Bailian stieg hinter ihr in die Kutsche und der Kutscher schloss den Verschlag, bevor er sich auf den Kutschbock setzte und die Pferde antrieb.
Stille senkte sich über das Ehepaar und Lucinda stiegen unwillkürlich die Tränen in die Augen, die sie krampfhaft wegblinzelte. Würde es von nun an immer so sein? Eisige Stille zwischen ihnen?
Aber da räusperte sich Bailian und ihr Blick wanderte unwillkürlich zu ihm.
"Das Kleid steht dir wirklich ausgesprochen gut", sagte er und überraschte Lucinda mit diesem Kompliment.
"Vielen Dank", erwiderte sie und abermals stahl sich ein kleines, hoffnungsvolles Lächeln in ihr Gesicht.
"Aber es wäre von Vorteil, wenn du wenigstens auf der Feier nicht so dreinschauen würdest, als wäre dies deine Beerdigung", fügte er dann tadelnd und herablassend hinzu und Lucinda wollte schon zu einer empörten Erwiderung ansetzen, als er sich zu ihr vorbeugte und weitersprach. "Wenn du lächelst, dann siehst du gar nicht so grau und unattraktiv aus", sagte er und langsam hob sich seine Hand zu ihrem Gesicht. Wie erstarrt blieb Lucinda sitzen, nicht wissend, ob sie dies nun als ein weiteres Kompliment oder eher als Beleidigung auffassen sollte, ob sie zurückweichen oder sich ihm entgegenlehnen sollte.
Sie wusste nicht, was sie erwartete, als er mit seinen Fingerspitzen ganz zart über ihre Wange strich. Er verfolgte die Spur, die er zog, mit konzentriertem Blick, während Lucindas Herz heftig pochte. Seine Finger strichen wie ein Hauch ihren Hals hinab, hinterließen eine Gänsehaut, bevor er seine Hand abrupt zurückzog und sich wieder aufrecht hinsetzte. Er warf noch einen letzten zufriedenen Blick auf die Ohrringe, die er ihr geschenkt hatte, dann wandte er sich ab.
Wie benommen saß Lucinda ihm gegenüber, völlig verwirrt darüber, was soeben geschehen war und atmete tief aus. Erst jetzt hatte sie bemerkt, dass sie unwillkürlich den Atem angehalten hatte.
Sie wollte etwas sagen, sie wusste nur nicht, was.
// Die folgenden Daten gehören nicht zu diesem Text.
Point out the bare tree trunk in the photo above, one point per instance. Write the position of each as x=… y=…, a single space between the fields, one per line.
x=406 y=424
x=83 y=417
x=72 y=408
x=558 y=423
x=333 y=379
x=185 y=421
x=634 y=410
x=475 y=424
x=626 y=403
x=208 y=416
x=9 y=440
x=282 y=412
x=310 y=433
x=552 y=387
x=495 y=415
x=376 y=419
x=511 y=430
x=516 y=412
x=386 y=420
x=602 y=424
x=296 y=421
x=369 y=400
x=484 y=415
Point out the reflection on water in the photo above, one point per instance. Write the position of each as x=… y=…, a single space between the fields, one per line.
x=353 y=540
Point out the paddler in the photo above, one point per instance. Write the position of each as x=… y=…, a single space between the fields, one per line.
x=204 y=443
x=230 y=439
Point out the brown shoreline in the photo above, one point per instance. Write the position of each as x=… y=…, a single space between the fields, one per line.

Aber Bailian beachtete sie schon gar nicht mehr, hatte den Blick abgewandt und sah zum Fenster hinaus, als die Kutsche auch schon stehen blieb und der Moment vorüber war.
Der Kutscher öffnete die Tür, trat zur Seite, um Bailian aussteigen zu lassen, der mit einem federleichten Sprung die Kutsche verließ. Als er sich zu Lucinda umdrehte, zierte wieder das unergründliche Lächeln sein Gesicht, das er schon den ganzen Tag trug und das für Außenstehende wahrscheinlich wie das freudige Lächeln eines glücklichen Bräutigams wirkte. Er reichte ihr wieder die Hand, wartete darauf, dass sie diese ergriff.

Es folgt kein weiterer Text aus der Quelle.